Ci sono poi i classici incassi dalla lotta all’evasione che, però, per loro natura sono incerti e difficili da utilizzare a copertura di spese certe. Altrettanto complesso il capitolo privatizzazioni: i fari sono tutti puntati su Mps, da cui il Mef prima o poi uscirà. Ma sul come e quando ci sono valutazioni ancora tutte da fare, come ha confermato anche il sottosegretario Federico Freni. L’altra chance da esplorare resta quella dell’indicizzazione delle pensioni, che potrebbe essere di nuovo ridotta per gli assegni alti. La riunione servirà a chiarire il contesto in attesa che con la Nadef (Nota di aggiornamento al Documento di economia e finanza) vengano delineati il quadro reale dei conti.

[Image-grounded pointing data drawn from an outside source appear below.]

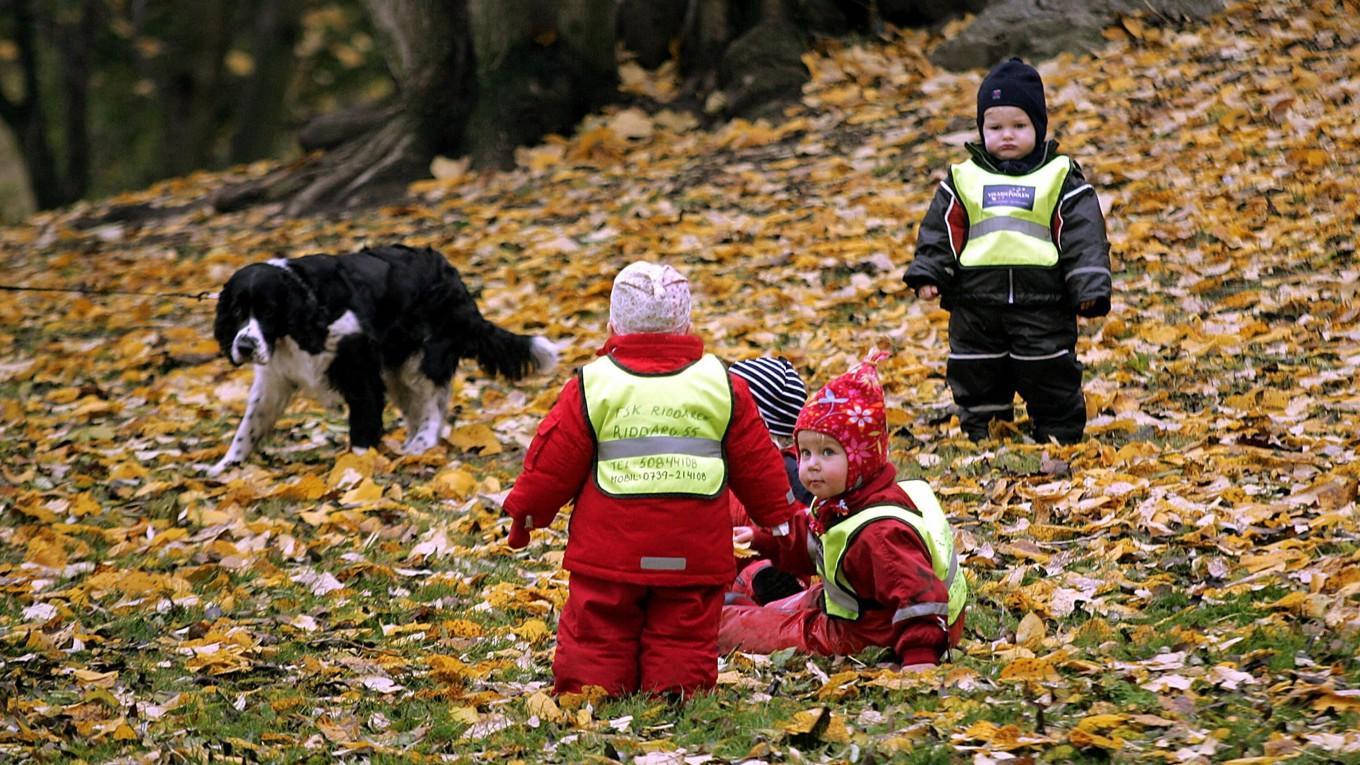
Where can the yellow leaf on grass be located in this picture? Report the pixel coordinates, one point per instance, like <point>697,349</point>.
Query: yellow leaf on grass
<point>453,483</point>
<point>89,678</point>
<point>1338,700</point>
<point>306,487</point>
<point>1030,632</point>
<point>533,630</point>
<point>476,438</point>
<point>365,492</point>
<point>1028,670</point>
<point>85,505</point>
<point>1084,739</point>
<point>448,670</point>
<point>124,733</point>
<point>544,707</point>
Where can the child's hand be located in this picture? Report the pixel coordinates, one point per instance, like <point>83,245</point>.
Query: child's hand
<point>741,536</point>
<point>518,534</point>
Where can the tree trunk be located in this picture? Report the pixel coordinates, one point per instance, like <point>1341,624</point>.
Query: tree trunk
<point>76,42</point>
<point>192,82</point>
<point>429,52</point>
<point>541,66</point>
<point>26,113</point>
<point>473,76</point>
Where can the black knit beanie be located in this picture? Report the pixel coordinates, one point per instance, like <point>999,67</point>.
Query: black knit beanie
<point>1015,83</point>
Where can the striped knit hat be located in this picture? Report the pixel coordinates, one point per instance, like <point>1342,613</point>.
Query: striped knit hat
<point>777,388</point>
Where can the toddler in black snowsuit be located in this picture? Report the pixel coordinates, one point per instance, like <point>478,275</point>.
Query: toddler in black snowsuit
<point>1015,248</point>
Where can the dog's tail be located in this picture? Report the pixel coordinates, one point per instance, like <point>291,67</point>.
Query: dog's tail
<point>510,355</point>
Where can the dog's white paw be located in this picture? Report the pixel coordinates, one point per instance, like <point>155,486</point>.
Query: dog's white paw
<point>222,466</point>
<point>418,445</point>
<point>546,353</point>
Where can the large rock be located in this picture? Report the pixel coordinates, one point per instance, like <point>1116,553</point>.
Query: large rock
<point>648,29</point>
<point>1042,29</point>
<point>763,70</point>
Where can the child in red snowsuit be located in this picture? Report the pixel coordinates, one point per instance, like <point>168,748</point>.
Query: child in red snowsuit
<point>646,441</point>
<point>879,586</point>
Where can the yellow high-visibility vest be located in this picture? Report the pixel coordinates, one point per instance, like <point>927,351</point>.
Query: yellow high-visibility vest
<point>933,527</point>
<point>1009,217</point>
<point>658,434</point>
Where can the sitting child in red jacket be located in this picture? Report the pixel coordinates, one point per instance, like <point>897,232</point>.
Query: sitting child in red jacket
<point>646,441</point>
<point>883,561</point>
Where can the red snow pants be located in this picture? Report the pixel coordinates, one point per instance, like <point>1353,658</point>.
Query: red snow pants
<point>796,622</point>
<point>629,637</point>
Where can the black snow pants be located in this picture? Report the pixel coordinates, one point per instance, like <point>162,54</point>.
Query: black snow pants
<point>998,351</point>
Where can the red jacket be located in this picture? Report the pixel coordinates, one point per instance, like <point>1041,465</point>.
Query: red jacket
<point>609,535</point>
<point>888,566</point>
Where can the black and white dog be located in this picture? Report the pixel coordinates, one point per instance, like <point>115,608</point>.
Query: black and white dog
<point>358,327</point>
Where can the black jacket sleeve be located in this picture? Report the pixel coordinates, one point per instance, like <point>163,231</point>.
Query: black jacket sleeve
<point>1084,251</point>
<point>936,260</point>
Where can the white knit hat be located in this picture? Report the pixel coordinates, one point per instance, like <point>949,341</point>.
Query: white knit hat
<point>648,297</point>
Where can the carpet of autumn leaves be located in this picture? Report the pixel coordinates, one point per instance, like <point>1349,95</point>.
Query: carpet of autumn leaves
<point>1185,586</point>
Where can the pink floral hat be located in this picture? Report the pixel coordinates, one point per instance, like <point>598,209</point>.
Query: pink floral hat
<point>850,410</point>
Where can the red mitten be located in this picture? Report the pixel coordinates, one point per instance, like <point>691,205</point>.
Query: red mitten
<point>518,534</point>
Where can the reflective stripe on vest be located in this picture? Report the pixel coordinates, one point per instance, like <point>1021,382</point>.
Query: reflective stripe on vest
<point>928,520</point>
<point>658,434</point>
<point>1009,217</point>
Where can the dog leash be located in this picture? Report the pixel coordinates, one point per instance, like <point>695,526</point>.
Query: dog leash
<point>94,291</point>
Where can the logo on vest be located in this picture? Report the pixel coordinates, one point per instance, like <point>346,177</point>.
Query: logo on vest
<point>1008,196</point>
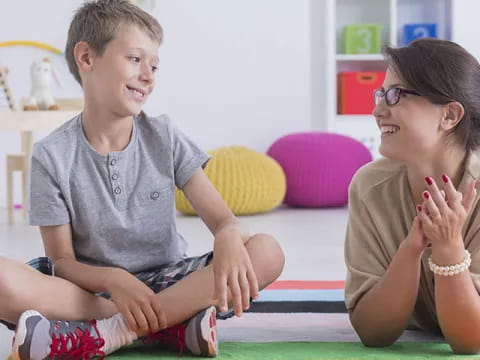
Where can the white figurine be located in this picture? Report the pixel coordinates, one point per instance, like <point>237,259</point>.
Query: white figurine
<point>42,75</point>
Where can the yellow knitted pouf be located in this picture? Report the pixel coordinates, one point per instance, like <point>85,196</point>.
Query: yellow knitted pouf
<point>250,182</point>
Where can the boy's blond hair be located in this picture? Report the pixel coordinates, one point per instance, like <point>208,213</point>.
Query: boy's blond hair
<point>96,23</point>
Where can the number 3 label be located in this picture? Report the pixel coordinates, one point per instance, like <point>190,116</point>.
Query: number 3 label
<point>420,32</point>
<point>364,37</point>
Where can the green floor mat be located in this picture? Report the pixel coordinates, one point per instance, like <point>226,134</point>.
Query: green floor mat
<point>303,351</point>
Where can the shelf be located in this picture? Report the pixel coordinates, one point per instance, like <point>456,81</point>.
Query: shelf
<point>34,120</point>
<point>359,117</point>
<point>359,57</point>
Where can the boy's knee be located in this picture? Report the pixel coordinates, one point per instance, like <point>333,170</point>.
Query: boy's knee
<point>5,278</point>
<point>267,258</point>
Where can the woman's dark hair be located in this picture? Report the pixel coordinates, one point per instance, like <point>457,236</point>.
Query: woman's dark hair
<point>442,72</point>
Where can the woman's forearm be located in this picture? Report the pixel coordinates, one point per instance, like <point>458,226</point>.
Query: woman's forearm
<point>382,314</point>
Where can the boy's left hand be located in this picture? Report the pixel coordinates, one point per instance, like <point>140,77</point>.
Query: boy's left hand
<point>233,271</point>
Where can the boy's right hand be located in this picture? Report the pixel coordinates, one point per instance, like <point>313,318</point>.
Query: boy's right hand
<point>136,302</point>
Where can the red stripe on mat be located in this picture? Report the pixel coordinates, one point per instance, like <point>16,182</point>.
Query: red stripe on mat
<point>306,285</point>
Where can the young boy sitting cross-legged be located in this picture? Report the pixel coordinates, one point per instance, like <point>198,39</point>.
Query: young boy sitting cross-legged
<point>102,192</point>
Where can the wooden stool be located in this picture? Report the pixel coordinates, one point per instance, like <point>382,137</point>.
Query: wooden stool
<point>16,162</point>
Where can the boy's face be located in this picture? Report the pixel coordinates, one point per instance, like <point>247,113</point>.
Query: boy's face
<point>123,76</point>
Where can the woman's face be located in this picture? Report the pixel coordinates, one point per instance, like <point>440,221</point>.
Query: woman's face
<point>410,128</point>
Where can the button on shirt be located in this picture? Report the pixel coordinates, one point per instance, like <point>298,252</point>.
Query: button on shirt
<point>121,205</point>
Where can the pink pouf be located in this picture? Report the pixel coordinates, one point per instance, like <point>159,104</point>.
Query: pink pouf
<point>318,166</point>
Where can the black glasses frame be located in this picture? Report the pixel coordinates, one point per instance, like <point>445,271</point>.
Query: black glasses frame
<point>398,91</point>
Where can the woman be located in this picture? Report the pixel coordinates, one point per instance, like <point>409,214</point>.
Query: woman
<point>416,211</point>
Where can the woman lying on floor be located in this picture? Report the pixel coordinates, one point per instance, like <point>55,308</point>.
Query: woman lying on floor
<point>413,239</point>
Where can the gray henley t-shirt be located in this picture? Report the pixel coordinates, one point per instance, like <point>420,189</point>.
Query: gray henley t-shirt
<point>121,206</point>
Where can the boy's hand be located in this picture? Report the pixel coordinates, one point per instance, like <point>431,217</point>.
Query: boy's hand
<point>136,302</point>
<point>233,271</point>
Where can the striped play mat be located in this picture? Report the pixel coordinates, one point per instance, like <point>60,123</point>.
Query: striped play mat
<point>302,351</point>
<point>301,296</point>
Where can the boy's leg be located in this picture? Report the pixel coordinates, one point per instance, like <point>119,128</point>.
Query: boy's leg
<point>181,301</point>
<point>196,291</point>
<point>24,288</point>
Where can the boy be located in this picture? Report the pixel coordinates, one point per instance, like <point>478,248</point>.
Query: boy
<point>102,192</point>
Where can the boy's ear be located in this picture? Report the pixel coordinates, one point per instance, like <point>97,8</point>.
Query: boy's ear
<point>454,112</point>
<point>84,56</point>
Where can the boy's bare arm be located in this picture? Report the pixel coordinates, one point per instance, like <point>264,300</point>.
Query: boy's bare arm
<point>233,269</point>
<point>57,241</point>
<point>133,299</point>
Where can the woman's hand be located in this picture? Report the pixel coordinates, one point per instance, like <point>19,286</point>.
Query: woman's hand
<point>233,271</point>
<point>416,240</point>
<point>136,302</point>
<point>443,218</point>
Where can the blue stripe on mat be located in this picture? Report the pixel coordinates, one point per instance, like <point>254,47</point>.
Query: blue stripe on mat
<point>302,295</point>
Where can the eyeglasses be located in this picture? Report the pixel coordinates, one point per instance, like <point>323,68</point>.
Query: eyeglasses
<point>392,95</point>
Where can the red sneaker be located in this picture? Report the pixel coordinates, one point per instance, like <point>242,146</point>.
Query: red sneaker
<point>199,335</point>
<point>37,338</point>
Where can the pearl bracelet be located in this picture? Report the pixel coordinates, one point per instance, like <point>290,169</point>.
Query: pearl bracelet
<point>450,270</point>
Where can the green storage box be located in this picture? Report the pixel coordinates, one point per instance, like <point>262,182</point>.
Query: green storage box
<point>362,38</point>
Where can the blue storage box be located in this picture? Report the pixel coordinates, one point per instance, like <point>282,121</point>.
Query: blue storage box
<point>416,31</point>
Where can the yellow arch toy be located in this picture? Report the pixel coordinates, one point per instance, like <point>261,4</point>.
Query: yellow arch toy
<point>31,43</point>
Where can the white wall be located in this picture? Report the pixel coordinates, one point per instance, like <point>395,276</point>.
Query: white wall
<point>231,72</point>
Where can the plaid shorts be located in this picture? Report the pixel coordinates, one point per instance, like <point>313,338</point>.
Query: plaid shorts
<point>157,279</point>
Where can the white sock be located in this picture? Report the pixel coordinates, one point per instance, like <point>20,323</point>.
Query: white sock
<point>191,337</point>
<point>115,333</point>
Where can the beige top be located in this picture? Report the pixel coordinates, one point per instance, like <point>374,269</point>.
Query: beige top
<point>381,211</point>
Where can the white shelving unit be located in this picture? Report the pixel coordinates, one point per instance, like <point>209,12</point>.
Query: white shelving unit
<point>328,20</point>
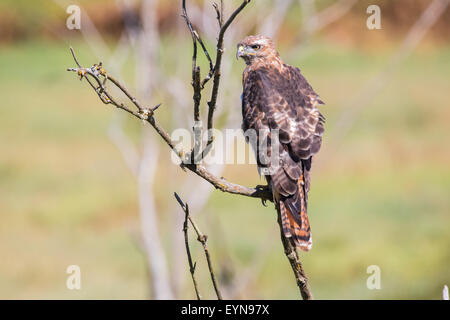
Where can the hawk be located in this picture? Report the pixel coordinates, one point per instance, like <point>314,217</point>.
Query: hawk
<point>277,98</point>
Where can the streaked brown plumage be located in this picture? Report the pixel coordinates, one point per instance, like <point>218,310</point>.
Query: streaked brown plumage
<point>276,96</point>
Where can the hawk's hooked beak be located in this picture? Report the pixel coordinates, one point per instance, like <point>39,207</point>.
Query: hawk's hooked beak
<point>240,51</point>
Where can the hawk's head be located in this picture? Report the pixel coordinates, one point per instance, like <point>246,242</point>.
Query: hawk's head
<point>256,48</point>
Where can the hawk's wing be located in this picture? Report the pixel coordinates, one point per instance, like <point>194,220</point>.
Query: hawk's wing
<point>283,100</point>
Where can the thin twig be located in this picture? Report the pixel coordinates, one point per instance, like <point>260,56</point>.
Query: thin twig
<point>291,253</point>
<point>147,114</point>
<point>192,265</point>
<point>216,79</point>
<point>202,238</point>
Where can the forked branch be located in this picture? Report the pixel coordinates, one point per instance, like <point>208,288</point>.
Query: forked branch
<point>202,238</point>
<point>98,79</point>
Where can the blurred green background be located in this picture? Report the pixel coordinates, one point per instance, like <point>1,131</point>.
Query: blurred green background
<point>380,190</point>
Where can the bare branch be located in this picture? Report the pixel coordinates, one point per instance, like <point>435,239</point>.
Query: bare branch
<point>192,265</point>
<point>202,238</point>
<point>147,114</point>
<point>216,80</point>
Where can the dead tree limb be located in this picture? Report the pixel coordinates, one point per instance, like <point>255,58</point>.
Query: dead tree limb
<point>202,238</point>
<point>192,265</point>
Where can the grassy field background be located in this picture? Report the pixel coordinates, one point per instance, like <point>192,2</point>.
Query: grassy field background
<point>379,197</point>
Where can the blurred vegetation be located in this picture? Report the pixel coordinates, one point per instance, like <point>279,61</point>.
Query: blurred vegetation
<point>381,198</point>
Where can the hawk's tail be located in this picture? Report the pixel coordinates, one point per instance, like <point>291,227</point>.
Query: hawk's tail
<point>294,219</point>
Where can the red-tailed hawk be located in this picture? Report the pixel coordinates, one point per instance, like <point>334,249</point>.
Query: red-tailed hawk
<point>277,98</point>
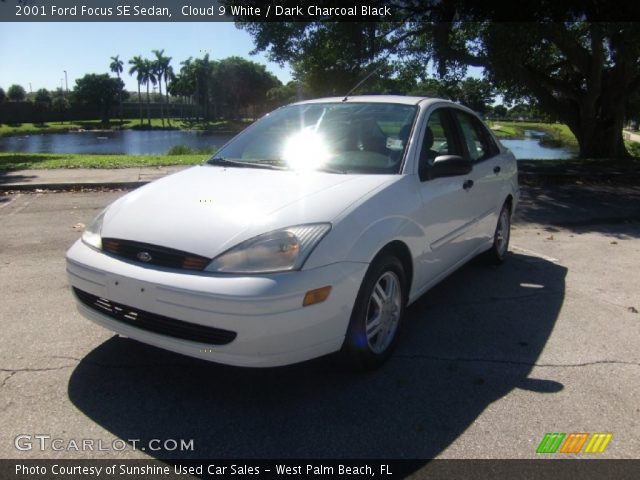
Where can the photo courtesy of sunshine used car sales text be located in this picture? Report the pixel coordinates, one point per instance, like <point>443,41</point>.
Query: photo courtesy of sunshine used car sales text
<point>209,469</point>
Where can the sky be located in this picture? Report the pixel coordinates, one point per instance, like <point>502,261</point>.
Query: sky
<point>35,55</point>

Il governo si concentrerà anche sulle altre priorità, dalla gestione dei migranti alla sicurezza. La premier ha chiesto di accelerare sul primo pacchetto di misure che rispondono, anche se indirettamente, ai fatti di Caivano: giro di vite sui reati che vedono coinvolti minorenni e, se possibile, stretta all’accesso degli under 18 ai siti pornografici, di cui si sta valutando la fattibilità tecnica. Per calibrare gli interventi diretti alla riqualificazione della zona alla periferia di Napoli servirà invece più tempo. Meloni non vuole arretrare neppure sull’approvazione del disegno di legge sul premierato. La riforma costituzionale è in dirittura di arrivo e marcerà insieme all’autonomia che nel frattempo riprende il suo iter in Senato. La commissione è pronta a votare gli oltre 500 emendamenti.